1.4.09

Quando um dos “nossos” apetece ser dos “outros”


Embirrações pessoais. Duplamente pessoais. Têm a ver comigo, porventura defeito interior de não conseguir suportar determinadas características que outros carregam consigo. E pessoais, ainda, pois são nutridas pela existência alheia. Há embirrações destas que custam mais a digerir. São as embirrações que ganham solenidade porque se dirigem a alguém que consideramos um dos "nossos". Elas fermentam-se com mais facilidade quando povoam campos adversários.
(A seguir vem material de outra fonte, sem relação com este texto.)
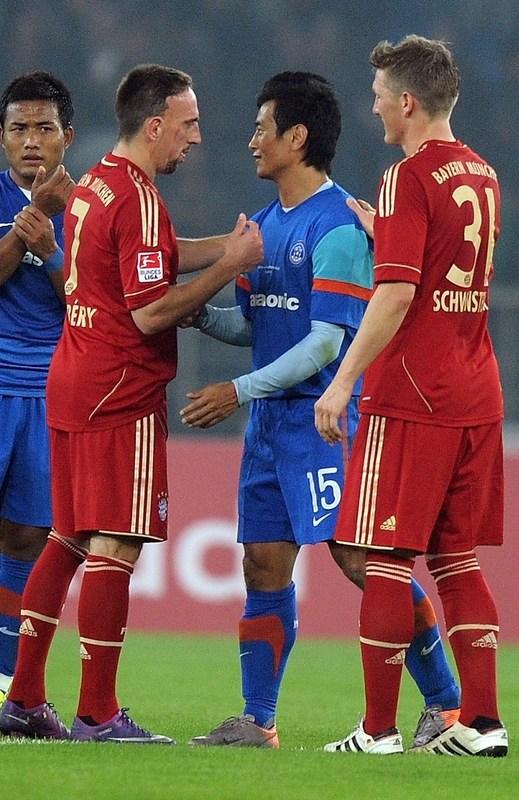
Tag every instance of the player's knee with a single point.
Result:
(352, 562)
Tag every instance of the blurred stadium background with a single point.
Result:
(230, 47)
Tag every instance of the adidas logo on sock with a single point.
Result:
(83, 652)
(398, 658)
(27, 628)
(488, 640)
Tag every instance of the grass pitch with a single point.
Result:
(183, 686)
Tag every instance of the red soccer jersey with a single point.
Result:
(438, 216)
(120, 254)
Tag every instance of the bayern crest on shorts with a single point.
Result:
(163, 506)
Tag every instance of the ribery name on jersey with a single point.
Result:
(274, 301)
(80, 316)
(454, 300)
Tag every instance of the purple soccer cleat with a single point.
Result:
(120, 728)
(40, 722)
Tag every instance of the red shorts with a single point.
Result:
(422, 487)
(113, 481)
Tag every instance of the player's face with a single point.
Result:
(270, 151)
(389, 107)
(179, 130)
(32, 136)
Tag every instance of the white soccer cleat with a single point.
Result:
(459, 740)
(361, 742)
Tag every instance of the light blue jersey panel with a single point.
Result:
(31, 316)
(318, 266)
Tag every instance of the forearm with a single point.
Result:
(195, 254)
(227, 325)
(184, 299)
(319, 348)
(12, 250)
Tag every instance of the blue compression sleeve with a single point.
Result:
(315, 351)
(55, 262)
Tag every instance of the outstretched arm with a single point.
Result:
(218, 401)
(243, 252)
(195, 254)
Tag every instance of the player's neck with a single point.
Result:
(137, 155)
(434, 129)
(298, 185)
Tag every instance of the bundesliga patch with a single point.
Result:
(149, 267)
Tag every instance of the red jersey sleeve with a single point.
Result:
(400, 226)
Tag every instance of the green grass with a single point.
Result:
(183, 686)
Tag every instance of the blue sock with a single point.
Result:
(426, 659)
(13, 577)
(268, 632)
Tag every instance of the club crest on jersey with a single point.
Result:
(149, 266)
(297, 253)
(163, 506)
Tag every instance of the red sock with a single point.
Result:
(472, 626)
(386, 630)
(42, 604)
(102, 618)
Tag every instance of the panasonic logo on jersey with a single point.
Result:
(274, 301)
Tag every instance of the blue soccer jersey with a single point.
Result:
(31, 316)
(318, 266)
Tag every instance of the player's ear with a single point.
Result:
(152, 128)
(69, 136)
(299, 135)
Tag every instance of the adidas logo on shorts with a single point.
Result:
(488, 640)
(398, 658)
(27, 628)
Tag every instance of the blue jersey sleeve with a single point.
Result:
(343, 276)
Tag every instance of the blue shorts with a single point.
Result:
(290, 480)
(24, 461)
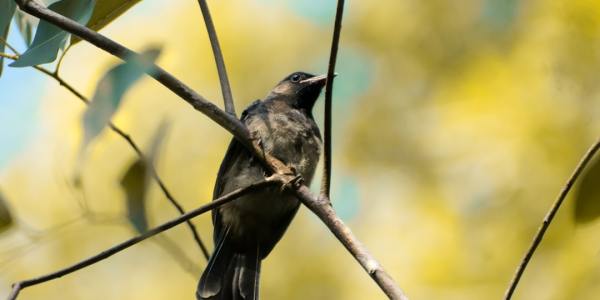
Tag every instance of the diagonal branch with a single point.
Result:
(335, 41)
(17, 287)
(537, 239)
(214, 43)
(240, 132)
(131, 143)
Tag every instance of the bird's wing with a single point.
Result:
(235, 152)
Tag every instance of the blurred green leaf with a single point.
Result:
(25, 23)
(105, 12)
(7, 9)
(49, 39)
(5, 217)
(134, 183)
(157, 141)
(587, 198)
(110, 91)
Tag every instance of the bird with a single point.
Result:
(247, 229)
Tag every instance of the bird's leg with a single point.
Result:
(288, 180)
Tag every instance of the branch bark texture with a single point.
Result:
(537, 239)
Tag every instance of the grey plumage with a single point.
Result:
(247, 229)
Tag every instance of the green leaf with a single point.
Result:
(110, 91)
(7, 9)
(105, 12)
(49, 39)
(134, 183)
(136, 180)
(25, 23)
(157, 141)
(6, 219)
(587, 197)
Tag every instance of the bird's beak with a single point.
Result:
(319, 79)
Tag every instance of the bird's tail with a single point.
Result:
(230, 274)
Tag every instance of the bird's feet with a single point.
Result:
(289, 180)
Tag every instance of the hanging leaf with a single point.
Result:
(25, 23)
(5, 217)
(134, 183)
(110, 91)
(49, 39)
(7, 9)
(105, 12)
(587, 197)
(157, 141)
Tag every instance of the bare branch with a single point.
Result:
(537, 239)
(133, 145)
(335, 41)
(17, 287)
(214, 43)
(235, 127)
(322, 208)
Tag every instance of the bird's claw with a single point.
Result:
(288, 181)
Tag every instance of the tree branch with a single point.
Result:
(17, 287)
(322, 208)
(131, 143)
(239, 131)
(335, 41)
(537, 239)
(214, 43)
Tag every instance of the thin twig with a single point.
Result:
(322, 208)
(214, 43)
(335, 41)
(231, 124)
(17, 287)
(549, 217)
(135, 148)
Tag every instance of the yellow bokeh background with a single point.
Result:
(456, 125)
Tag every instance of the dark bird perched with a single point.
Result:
(247, 229)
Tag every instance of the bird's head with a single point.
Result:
(300, 89)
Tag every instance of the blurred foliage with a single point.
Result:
(587, 197)
(6, 12)
(456, 128)
(110, 91)
(134, 183)
(105, 12)
(5, 216)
Por mais que acreditemos na tolerância em relação aos que pensam diferente, os hemisférios discordantes que habitamos são a alavanca para as irritações pessoais. Nesses casos, não é tanto a pessoa que irrita; é aquilo que ela diz, ou pensa – e, sobretudo, a forma assertiva com que o faz.


Diferentes são as embirrações com alguém que coincide connosco. São solenes porque não há o vasto oceano das diferenças a separar-nos. Tudo se resume aos atributos da pessoa. Ela transporta consigo uma forma de ser e de estar que nos revolve as entranhas. Perdoa-se-lhes menos os atributos que nos colocam à distância de léguas; a certa altura, só para nos sabermos nos antípodas da personagem, apetece engrossar as fileiras a que jurámos nunca pertencer. Só para habitar um lugar diferente da figura que atinge o púlpito dos odiozinhos de estimação.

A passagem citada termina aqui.